Markdown

Muon optimizer and distributed Muon (DMuon)¶

Scope: the Muon optimizer (matrix-orthogonalization via Newton-Schulz) and the systems problem of running it in sharded distributed training. This page covers what Muon computes and why it beats element-wise AdamW on compute efficiency, why a naive distributed Muon is slow (the granularity mismatch with ZeRO/FSDP/TP), and how DMuon closes the gap to near-AdamW overhead with owner-centric execution, Gram-space kernels, and measured load balancing. It sits beside the distributed-training mechanics in FSDP, DeepSpeed/ZeRO, and tensor parallelism, and shares the trainer-side communication concerns of delta weight sync.

Muon and DMuon are 2026-current; pin versions and validate convergence against a reference before production. The Python example is executed and asserted (numpy); the drop-in API snippet is a reference template.

flowchart TB
  G["Sharded gradient of matrix W (one shard per rank)"] --> MM{"Newton-Schulz needs the FULL matrix"}
  MM -->|"vanilla: gather-then-compute"| REDUN["Every rank materializes W and runs NS: redundant, >2x fwd+bwd"]
  MM -->|"DMuon: owner-centric"| OWNER["One owner rank per matrix reduces the gradient and runs NS once"]
  OWNER --> GRAM["Gram-space NS + symmetric kernels + autotune"]
  OWNER --> BAL["MILP load balance across owners"]
  GRAM --> PUB["Async publish updated W to consumers, overlapped with compute"]
  BAL --> PUB
  PUB --> NEAR["Near-AdamW per-step overhead (+2% avg)"]

What it is¶

Muon is a matrix-aware optimizer for the two-dimensional parameters of a model (the weight matrices of linear and attention projections).
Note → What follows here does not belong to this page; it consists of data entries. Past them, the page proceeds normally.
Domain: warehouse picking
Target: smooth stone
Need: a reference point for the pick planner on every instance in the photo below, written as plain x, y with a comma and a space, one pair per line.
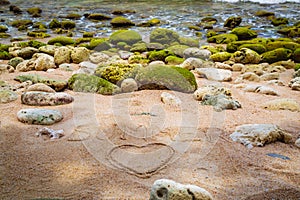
36, 98
259, 134
165, 189
39, 116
Where AdamW updates each element independently, Muon updates a whole matrix at once: for weight W with momentum-smoothed gradient M, the update is W <- W - eta * NS_k(M), where NS_k is k steps of a Newton-Schulz iteration that approximates the matrix sign function, equivalently the orthogonal factor U V^T of the SVD M = U S V^T. Each step is X <- a*X + b*(X X^T) X + c*(X X^T)^2 X, with coefficients chosen to drive the singular values toward one; k = 5 in low precision is typical, because only the singular subspace needs to be preserved, not the exact singular values.

The distributed problem is a granularity mismatch. Sharded training (ZeRO, FSDP, tensor parallelism) partitions each matrix across ranks and runs the optimizer per shard, assuming an element-wise update rule. Newton-Schulz breaks that contract: X X^T couples all rows of the matrix, so the full matrix must be reconstructed on one device before the iteration can run. A naive "gather-then-compute" distributed Muon therefore pays two costs at every step: materialization (collective communication to rebuild each full matrix) and replicated orthogonalization (every rank runs the same Newton-Schulz). In practice that makes vanilla distributed Muon cost more than 2x the forward and backward passes combined.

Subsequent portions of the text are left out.